C’est que Sophie Young n’est pas styliste, mais architecte de formation. "En construction, on n’utilise que les troncs des arbres et jamais les branches, pleines de nœuds, souligne-t-elle. Je connaissais bien ce matériau et comment en valoriser les rebuts." D’autant que le pin pousse sous nos latitudes et est peu gourmand en eau. Si elle fabrique son tissu en France, les pièces sont assemblées dans son usine, en Tunisie, avant d’être rapatriées en bateau. Un choix que la créatrice explique par sa volonté de proposer des prix abordables (les soutiens-gorge coûtent entre 15 et 40 euros, promotions inclues).

De la branche d’arbre à la bobine de fil

L’idée est loin d’être saugrenue. Dans l’industrie textile, il n’est pas rare de transformer le bois en fibre. Une fois les branches d'arbres broyées, c’est après macération avec des enzymes que les rebuts sont transformés en fibres. Il devient alors possible de les tisser traditionnellement comme le coton. Le bois permet donc de fabriquer du tissu à partir d’une matière écologique car renouvelable. Proposer aux femmes, et aux hommes aussi d’ailleurs, de la lingerie écolo, c’est aussi penser autrement la mode : "Je n’ai jamais aimé le bling bling, mes collections sont sobres et épurées, faites pour durer", précise Sophie Young.
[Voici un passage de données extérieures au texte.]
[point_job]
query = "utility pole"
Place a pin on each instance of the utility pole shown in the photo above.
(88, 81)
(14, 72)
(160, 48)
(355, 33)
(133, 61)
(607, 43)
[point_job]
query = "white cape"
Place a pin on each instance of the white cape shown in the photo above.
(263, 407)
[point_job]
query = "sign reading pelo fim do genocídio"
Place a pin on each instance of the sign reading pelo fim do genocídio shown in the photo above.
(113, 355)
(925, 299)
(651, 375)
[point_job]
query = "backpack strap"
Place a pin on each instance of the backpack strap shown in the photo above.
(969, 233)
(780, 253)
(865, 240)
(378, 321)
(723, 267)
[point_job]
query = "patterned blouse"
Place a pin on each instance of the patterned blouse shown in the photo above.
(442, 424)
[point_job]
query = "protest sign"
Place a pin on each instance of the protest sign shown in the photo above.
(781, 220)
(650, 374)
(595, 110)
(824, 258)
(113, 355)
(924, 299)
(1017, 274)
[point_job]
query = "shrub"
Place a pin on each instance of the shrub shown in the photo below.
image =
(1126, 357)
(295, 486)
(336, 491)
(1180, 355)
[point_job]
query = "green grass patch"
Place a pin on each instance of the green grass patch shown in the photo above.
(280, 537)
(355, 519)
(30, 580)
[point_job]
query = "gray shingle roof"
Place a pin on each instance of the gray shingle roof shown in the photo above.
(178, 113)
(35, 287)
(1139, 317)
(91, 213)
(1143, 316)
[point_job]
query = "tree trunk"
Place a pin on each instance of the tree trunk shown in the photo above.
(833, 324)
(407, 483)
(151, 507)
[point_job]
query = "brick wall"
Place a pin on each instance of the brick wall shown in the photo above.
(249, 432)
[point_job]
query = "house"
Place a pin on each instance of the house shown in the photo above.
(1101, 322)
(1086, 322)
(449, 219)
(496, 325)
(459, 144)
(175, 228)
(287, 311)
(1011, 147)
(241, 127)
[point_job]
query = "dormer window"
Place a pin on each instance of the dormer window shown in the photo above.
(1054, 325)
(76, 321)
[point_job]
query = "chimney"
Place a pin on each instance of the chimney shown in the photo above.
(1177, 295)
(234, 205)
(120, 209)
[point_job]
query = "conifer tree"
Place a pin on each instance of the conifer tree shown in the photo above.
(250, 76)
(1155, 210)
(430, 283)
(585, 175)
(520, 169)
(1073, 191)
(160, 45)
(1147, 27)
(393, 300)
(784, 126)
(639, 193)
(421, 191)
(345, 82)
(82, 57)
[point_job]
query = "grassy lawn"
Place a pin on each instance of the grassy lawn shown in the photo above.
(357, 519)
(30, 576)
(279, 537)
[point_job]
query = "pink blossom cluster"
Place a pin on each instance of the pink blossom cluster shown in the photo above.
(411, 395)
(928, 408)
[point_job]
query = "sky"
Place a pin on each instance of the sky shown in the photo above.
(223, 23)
D’autres petites marques de lingerie se sont lancées dans cette verte aventure, choisissant, elles, des fibres naturelles, comme le chanvre, le lin ou le coton. C’est le cas d’Occidente, marque de lingerie en coton bio, ou de Peau Ethique, qui propose elle aussi de la lingerie en coton bio ou en soie. Contrairement au bois, ces fibres ne nécessitent pas de transformation avant d’être tissées.

Plutôt des petites productions

Si les petites marques sont pleines d’audace, les grandes délaissent franchement la lingerie verte. Une niche qui demanderait de remettre en cause toutes les normes de production des entreprises. "On assiste bien à un retour aux matières nobles et naturelles comme le coton, la soie, ou la dentelle…", souligne Séverine Marchesi, commissaire du Salon international de la lingerie qui a fêté ses 50 ans à Paris, en janvier.

En revanche, elle évoque la tendance de fond du "made in France" comme "éloge du savoir-faire des corsettiers français" et explique que "les grandes maisons françaises rapatrient les productions, et certaines marques se lancent uniquement sur ce créneau, comme Lejaby par exemple". Si le tsunami des culottes en chanvre n’est pas pour demain, on peut déjà se réjouir d’une production française : c’est aussi ça l’écologie.